Realtime measurement timeouts
Incident Report for ROOCKiE
Postmortem

Today 17.8.2008 in the morning around 6 am, a bug in a component of our time series database triggered a chain reaction of issues in the ROOCKiE data processing modules. Users device data was not processed in real-time and data display in the ROOCKiE app was misleading throughout the day.

After identifying the root cause in the database component configuration, a fix was applied immediately. We then had to restart all affected services, for them to start processing the delayed data of all ROOCKiE Home devices. It took 30 minutes for the system to recover completely.

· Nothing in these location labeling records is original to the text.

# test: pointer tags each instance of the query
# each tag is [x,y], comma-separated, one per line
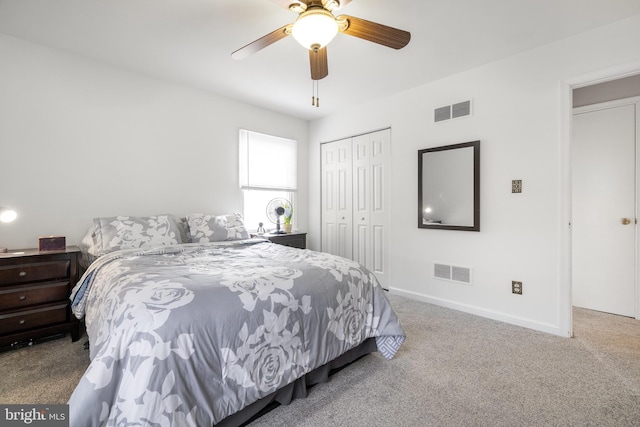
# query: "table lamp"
[7,215]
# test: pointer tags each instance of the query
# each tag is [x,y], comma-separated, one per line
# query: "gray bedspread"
[187,335]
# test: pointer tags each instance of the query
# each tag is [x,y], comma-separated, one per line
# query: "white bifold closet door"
[354,199]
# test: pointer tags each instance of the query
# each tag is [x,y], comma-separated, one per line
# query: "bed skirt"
[298,388]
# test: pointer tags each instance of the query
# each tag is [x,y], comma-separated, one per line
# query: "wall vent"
[454,111]
[452,273]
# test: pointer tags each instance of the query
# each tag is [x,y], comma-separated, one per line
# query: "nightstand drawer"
[34,272]
[28,319]
[23,296]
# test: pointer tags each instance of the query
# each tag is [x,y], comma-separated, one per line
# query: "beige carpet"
[455,369]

We’re looking into ways to make our time series database configuration more reliable by:

  • improving fail-over behavior of the affected database component
  • creating dedicated test scenarios

We’ll also continue to invest in our monitoring and alerting solutions to fix this kind of issues as timely as possible.

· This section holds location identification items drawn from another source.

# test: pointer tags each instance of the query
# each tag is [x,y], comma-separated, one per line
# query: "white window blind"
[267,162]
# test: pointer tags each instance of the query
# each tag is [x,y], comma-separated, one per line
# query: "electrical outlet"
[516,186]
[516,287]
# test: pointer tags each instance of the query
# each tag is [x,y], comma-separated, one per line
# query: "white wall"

Posted Aug 17, 2020 - 23:19 CEST

Resolved
This incident has been resolved.
Posted Aug 17, 2020 - 22:52 CEST
Monitoring
Proccessing of delayed data has finished. All system are operational again. We continue to monitor all results.
Posted Aug 17, 2020 - 22:39 CEST
Update
We are continuing to work on a fix for this issue.
Posted Aug 17, 2020 - 22:30 CEST
Identified
The issue has been identified and a fix is being implemented. Today's data starts to drip in and appear in the app interfaces.
Posted Aug 17, 2020 - 22:25 CEST
Update
We are continuing to investigate this issue.
Posted Aug 17, 2020 - 19:30 CEST
Update
We are continuing to investigate this issue.
Posted Aug 17, 2020 - 19:30 CEST
Investigating
ROOCKiE is investigating issues with realtime updates for device measurements. Users may be encountering connectivity issues and erroneous data in the Circle of Consumption.
Posted Aug 17, 2020 - 17:23 CEST
This incident affected: Home (API, App).